Tuesday, June 13, 2006 | Last Wednesday, the San Diego County Regional Airport Authority was still planning to churn out one last study on the airport site-selection process.
By Monday, it wasn’t. The authority’s legal counsel had advised against the necessity of the study, which would have preceded a formal report detailing the environmental impacts of a new international airport at Marine Corps Air Station Miramar.
The interpretation means the authority does not think detailed environmental studies – required by state law – are yet necessary. Because, while the authority’s ballot recommendation points to Miramar as the best place for a new international airport, the project isn’t a sure thing. The military has rejected an airport on its land. The local congressional delegation has not supported the proposal. And voters, who will weigh in on Nov. 7, haven’t had their say.
The decision to forego the study concluded the authority’s extensive technical analysis, while providing insight into the legal nuances of the ballot language as well as the unanticipated amorphousness of the authority’s final decision.
Three years ago, the authority had planned for that decision to trigger the environmental review process required by California law. But it didn’t. The reason lies in the ballot language’s finer points.
While the authority agreed June 5 on Miramar, it didn’t specifically recommend where that airport should be located on the Marine base. The ballot language, in part, asks: Shall the Airport Authority and government officials work to obtain approximately 3,000 of 23,000 acres at MCAS Miramar?
It doesn’t say which 3,000 acres. Angela Shafer-Payne, the authority’s vice president of strategic planning, said a Miramar airport wouldn’t necessarily be put on the 3,000 acres that consultants have extensively studied. The wording is designed to give the authority more flexibility to negotiate with the military.
It is just one subtlety of a ballot measure with five provisions – and several unanswered questions.
The ballot measure, which goes before voters in November, is the result of a three-year process that was intended to solve San Diego’s predicted air capacity crunch once and for all.
The ballot language says all necessary traffic and freeway improvements will be completed. The authority has identified $830 million in road projects. They include the widening of Miramar Road into a six- or eight-lane freeway and the shift of a five-mile stretch of Interstate 15 inland to accommodate a new runway.
Authority officials can’t say how they will pay for those new roads. The ballot measure says no local taxes will be used on the airport. The authority will pay for it with some federal funding and with an increase in fees and rents charged to airlines. But the authority is prohibited by federal law from using that money to pay for road projects that don’t exclusively serve the airport.
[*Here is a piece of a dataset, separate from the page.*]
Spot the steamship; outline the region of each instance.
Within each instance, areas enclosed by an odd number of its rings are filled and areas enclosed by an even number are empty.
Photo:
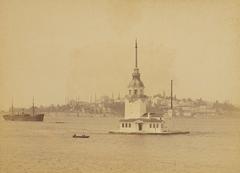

Mike Hix, the San Diego Association of Governments’ principal transportation planner, said it’s still too early to determine how the road projects would be funded.
“You bring up a real good question,” Hix said. “I think all the regional heads have to sit together and say here’s what we can pay for and what we can’t pay for.”
Another unanswered question: The ballot language promises to ensure “overall noise impacts are reduced.” But it doesn’t say how. The authority’s Miramar proposal projects 10,765 homes would fall into a 65-decibel noise contour if a joint-use airport is built there – primarily because of F-18 training at the base.
Beyond 65 decibels, the Federal Aviation Administration’s noise threshold, studies show continual exposure to such noise poses a health risk. If 10,765 homes were affected, it would exceed a criterion was used to exclude other potential airport sites from consideration.
While the authority’s report projects fewer than 10 people would be impacted by noise if the Marines moved their F-18 fighter jets from the base, the ballot language doesn’t guarantee a commercial airport would impact that low number.
“I don’t think we could say it’s a guarantee because it says ‘Overall noise impacts are reduced,’” Shafer-Payne said. “It doesn’t specifically say how those are reduced.”
The authority cannot say who “overall noise impacts” refers to, Shafer-Payne said.
“(Authority) staff has not had a chance to sit with our attorneys and talk about what all of this would mean,” she said.
The ballot language also promises to complete necessary Lindbergh Field improvements. What are they? This is also somewhat uncertain.
Improvements start with the airport’s $500 million master plan, Shafer-Payne said, which is under development. That includes a 10-gate expansion of Terminal 2, with a new parking structure.
“Certainly, as we move forward, the board may give other direction,” Shafer-Payne said, noting that a second runway at Lindbergh Field would not be possible. “We would continue to look and focus on land-side improvements or things that would improve the efficiency.”